Higher taxa

Questions

  • How do we search for observations for groups of related species?

Objectives

  • Learn how search for higher taxa.

Load packages.

library(readr) # read and write tabular data
library(dplyr) # manipulate data
library(lubridate) # manipulate dates
library(here) # file paths

So far we looked at species. Instead of looking at specific species, we can also look for a group of related species.

Get iNaturalist data.

inat_data <- read_csv(here('data/cleaned/cnc-los-angeles-observations.csv'))

Search for ‘oaks’

Let’s look for observations for all oak trees. We can use filter where the common_name is ‘oaks’.

oaks_obs <- inat_data %>%
  filter(common_name == 'oaks') 

dim(oaks_obs)
[1] 218  37

We have 218 observations. However, when we used the iNaturalist site to look for ‘oaks’ for ‘Los Angeles City Nature Challenge Cumulative Observations 2016-2024’, we get 1369 observations. What’s causing the difference?

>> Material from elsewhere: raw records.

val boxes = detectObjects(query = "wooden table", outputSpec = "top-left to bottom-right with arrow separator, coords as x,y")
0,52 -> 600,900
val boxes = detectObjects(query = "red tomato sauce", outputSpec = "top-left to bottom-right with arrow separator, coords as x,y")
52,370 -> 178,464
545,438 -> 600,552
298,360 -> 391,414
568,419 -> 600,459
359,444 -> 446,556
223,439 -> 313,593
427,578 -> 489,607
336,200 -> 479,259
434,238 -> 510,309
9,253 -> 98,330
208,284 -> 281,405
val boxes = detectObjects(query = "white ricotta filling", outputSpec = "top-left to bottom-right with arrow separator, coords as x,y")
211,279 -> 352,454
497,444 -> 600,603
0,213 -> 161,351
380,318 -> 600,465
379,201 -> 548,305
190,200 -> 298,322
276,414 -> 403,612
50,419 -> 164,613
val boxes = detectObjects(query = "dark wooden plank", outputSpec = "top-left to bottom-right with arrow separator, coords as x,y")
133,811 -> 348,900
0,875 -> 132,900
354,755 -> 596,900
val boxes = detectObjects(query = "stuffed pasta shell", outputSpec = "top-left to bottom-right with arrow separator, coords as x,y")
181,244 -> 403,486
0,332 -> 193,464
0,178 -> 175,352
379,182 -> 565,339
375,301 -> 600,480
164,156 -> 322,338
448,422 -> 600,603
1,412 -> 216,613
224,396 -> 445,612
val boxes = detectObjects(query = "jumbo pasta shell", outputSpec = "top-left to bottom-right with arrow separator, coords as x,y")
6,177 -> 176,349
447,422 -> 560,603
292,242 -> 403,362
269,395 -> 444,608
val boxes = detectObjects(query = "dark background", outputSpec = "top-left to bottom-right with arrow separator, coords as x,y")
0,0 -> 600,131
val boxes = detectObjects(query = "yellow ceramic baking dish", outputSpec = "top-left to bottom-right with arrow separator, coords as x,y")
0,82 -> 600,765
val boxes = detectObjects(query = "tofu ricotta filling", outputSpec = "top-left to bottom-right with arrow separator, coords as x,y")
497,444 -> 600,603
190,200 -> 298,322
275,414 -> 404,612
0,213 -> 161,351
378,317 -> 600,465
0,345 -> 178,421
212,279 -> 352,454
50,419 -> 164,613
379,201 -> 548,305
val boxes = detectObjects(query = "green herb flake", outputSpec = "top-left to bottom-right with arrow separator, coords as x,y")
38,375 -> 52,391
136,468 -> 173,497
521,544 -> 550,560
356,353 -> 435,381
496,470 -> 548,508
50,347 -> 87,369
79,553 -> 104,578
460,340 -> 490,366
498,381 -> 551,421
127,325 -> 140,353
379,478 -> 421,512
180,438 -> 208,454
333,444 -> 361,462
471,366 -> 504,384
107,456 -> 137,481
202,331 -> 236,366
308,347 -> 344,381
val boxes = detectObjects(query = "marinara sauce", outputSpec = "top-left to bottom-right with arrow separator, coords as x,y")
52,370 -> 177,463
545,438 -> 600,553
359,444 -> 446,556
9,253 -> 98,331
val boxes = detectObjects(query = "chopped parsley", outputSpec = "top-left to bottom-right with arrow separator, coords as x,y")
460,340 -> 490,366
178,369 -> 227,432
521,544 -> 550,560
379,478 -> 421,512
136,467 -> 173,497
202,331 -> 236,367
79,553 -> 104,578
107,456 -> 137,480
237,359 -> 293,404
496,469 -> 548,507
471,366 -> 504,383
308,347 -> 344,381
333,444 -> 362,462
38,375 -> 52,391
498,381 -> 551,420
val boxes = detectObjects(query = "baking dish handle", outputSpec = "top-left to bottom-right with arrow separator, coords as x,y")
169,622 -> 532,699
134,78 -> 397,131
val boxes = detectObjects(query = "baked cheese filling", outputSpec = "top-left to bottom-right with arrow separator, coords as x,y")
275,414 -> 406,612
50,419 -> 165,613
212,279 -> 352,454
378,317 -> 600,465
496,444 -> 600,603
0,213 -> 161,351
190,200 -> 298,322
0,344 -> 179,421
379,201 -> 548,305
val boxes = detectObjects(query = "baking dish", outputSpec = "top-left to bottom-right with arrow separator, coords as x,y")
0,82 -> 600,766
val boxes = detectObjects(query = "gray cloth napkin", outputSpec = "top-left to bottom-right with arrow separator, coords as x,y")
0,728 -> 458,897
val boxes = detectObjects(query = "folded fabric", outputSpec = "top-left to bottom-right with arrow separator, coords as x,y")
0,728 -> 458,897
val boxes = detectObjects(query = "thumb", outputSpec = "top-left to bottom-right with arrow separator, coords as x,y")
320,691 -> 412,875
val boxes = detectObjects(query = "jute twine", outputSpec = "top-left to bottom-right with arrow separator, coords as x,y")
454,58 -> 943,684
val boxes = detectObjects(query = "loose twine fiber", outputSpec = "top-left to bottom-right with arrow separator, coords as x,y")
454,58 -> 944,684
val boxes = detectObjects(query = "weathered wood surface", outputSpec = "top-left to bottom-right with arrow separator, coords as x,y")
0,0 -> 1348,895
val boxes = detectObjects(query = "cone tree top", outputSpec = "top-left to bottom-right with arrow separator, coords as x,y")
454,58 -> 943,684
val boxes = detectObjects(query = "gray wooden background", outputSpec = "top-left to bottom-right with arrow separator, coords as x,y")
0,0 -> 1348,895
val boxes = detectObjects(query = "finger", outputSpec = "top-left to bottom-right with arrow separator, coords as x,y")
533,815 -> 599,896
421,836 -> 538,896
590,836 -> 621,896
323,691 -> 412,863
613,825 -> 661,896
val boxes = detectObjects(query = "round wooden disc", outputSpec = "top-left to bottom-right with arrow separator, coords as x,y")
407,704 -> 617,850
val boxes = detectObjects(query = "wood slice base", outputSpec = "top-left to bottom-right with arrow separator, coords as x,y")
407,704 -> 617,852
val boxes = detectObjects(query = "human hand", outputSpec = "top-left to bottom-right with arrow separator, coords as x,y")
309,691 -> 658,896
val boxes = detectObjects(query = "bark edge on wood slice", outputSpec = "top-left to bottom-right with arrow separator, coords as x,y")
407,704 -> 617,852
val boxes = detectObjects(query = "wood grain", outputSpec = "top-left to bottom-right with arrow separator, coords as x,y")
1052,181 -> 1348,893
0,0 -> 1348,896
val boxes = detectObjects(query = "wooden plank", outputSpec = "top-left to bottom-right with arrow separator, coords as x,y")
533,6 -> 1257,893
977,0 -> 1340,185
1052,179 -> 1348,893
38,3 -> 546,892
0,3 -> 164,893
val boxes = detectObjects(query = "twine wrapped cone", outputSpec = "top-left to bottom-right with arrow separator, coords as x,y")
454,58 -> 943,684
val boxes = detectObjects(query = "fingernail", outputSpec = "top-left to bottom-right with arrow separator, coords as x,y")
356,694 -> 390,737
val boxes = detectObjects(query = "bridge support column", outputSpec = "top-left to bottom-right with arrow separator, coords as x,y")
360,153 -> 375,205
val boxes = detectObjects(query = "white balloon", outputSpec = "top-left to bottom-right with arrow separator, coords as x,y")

When you search for ‘oaks’ on iNaturalist, click the ‘About’ link, and it will bring you to the taxa page for ‘oaks’.

search autocomplete when searching for oaks on iNaturalist

oaks taxa page on iNaturlaist

‘Oaks’ is the common name for genus Quercus. When you search iNaturalist observations for ‘oaks’, iNaturalist returns observations that belong to the genus Quercus, which includes species such as ‘Live Coast Oak’ and ‘Valley Oak’.

Our query only looks for observation where common_name is ‘oaks’. This means we aren’t including oak species. To match the iNaturalist search results, we need to look for all observations where the genus equals Quercus including oak species.

We can use names() to get all the taxon name fields. There are several taxon__xxx__name fields.

names(inat_data)
 [1] "id"                         "observed_on"               
 [3] "time_observed_at"           "user_id"                   
 [5] "user_login"                 "user_name"                 
 [7] "created_at"                 "updated_at"                
 [9] "quality_grade"              "license"                   
[11] "url"                        "image_url"                 
[13] "sound_url"                  "tag_list"                  
[15] "description"                "captive_cultivated"        
[17] "latitude"                   "longitude"                 
[19] "positional_accuracy"        "public_positional_accuracy"
[21] "geoprivacy"                 "taxon_geoprivacy"          
[23] "coordinates_obscured"       "scientific_name"           
[25] "common_name"                "iconic_taxon_name"         
[27] "taxon_id"                   "taxon_kingdom_name"        
[29] "taxon_phylum_name"          "taxon_class_name"          
[31] "taxon_order_name"           "taxon_family_name"         
[33] "taxon_genus_name"           "taxon_species_name"        
[35] "taxon_subspecies_name"      "threatened"                
[37] "establishment_means"       
Note

When you download iNaturalist data, you can to select which taxon name fields to include in the download. By default, none are selected because the ‘Taxon extras’ fields slow down the export process.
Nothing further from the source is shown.